Im RAT-Labor

Was Risikoanalyse und Penetrationstests leisten

| Autor / Redakteur: Andy Green* / Stephan Augsten

Was genau tut ein Penetrationstester?

IT- und IT-Sicherheitsabteilungen sind ausreichend beschäftigt bei den veröffentlichten CVEs (Common Vulnerabilities and Exposures) auf dem Laufenden zu bleiben. Allein, das reicht nicht aus. Das sehen die Autoren von Standards mittlerweile genauso.

PCI-DSS 3.0 z.B., der jüngste der veröffentlichten Standards, hat die Anforderungen in Bezug auf Penetrationstests deutlich erhöht. Die PCI ist aber bei weitem nicht das einzige Gremium, das sich inzwischen deutlich für Penetrationstests und kontinuierlich durchgeführte Risikoanalysen ausspricht.

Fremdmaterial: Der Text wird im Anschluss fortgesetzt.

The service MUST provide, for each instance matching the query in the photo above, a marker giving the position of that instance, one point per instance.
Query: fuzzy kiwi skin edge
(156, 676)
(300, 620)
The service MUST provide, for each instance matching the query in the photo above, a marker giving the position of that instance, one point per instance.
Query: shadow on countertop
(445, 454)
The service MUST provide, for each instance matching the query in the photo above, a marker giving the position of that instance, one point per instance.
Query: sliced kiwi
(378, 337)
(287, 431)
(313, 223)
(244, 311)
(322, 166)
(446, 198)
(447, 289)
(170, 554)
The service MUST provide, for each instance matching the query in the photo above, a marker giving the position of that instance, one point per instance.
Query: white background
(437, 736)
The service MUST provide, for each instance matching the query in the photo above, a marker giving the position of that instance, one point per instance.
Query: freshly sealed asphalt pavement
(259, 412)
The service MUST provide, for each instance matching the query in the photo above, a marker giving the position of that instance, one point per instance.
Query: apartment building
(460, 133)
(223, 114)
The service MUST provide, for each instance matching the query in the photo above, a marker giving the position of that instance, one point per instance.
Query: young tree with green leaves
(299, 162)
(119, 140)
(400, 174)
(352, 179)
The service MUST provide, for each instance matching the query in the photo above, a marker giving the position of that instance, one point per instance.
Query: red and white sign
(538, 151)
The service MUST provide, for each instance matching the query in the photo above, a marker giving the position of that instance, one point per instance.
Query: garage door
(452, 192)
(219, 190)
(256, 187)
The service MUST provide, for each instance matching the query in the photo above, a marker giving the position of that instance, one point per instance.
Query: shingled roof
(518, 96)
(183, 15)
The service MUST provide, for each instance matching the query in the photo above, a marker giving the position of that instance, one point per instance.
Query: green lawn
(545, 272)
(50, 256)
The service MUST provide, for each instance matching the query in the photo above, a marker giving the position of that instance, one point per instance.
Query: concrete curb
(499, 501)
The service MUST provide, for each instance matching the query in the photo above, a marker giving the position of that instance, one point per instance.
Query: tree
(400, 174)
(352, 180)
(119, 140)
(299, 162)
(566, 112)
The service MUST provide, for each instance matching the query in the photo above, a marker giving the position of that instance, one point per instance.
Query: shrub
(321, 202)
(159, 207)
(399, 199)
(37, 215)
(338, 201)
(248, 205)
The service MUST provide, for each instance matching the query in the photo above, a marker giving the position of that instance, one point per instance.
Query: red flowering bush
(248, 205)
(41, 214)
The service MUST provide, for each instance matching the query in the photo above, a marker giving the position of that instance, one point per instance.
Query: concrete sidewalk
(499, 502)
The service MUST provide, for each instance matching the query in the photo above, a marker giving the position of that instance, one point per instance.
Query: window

Was aber tun Penetrationstester eigentlich genau? Im Allgemeinen gliedert sich die Arbeit eines Penetrationstesters in die folgenden vier Phasen der Planung, der Informationsbeschaffung, des eigentlichen Angriffs und der Erstellung eines Berichts.

Penetrationstester suchen übrigens nicht nur in einer Software nach Schwachstellen. Sie betrachten ein System genauso, wie es ein Hacker tun würde. Haben sie es geschafft, ins Innere des Systems vorzudringen, ist die Arbeit nämlich noch längst nicht beendet.

Hier durchforsten sie systematisch Ordnerhierarchien und versuchen auf dieser Grundlage, neue Angriffe zu lancieren. Und genau das unterscheidet einen Penetrationstester von jemandem, der schlicht und einfach Sicherheitslücken finden soll, zum Beispiel mithilfe von Portscannern oder durch Überprüfen der Antivirensignaturen.

Angreifer sind heutzutage Spezialisten darin Schutzmaßnahmen an den Netzwerkgrenzen mittels Phishing oder anderer Social-Engineering-Praktiken auszuhebeln. Es geht also um deutlich mehr als „nur“ Softwareschwachstellen. Deshalb ist es interessant, sich genau anzusehen, was nach der eigentlichen Angriffsphase passiert.

Penetrationstester nennen das die „Post-Exploitation-Phase“. Diese betrifft alle Datenbestände, auf die ein Hacker jetzt zugreifen kann und das, was er potenziell damit tut. Das können beispielsweise Pass-the-Hash-Attacken sein, die auf Anmeldedaten abzielen, das Knacken von Passwörtern und der eigentliche Datenklau.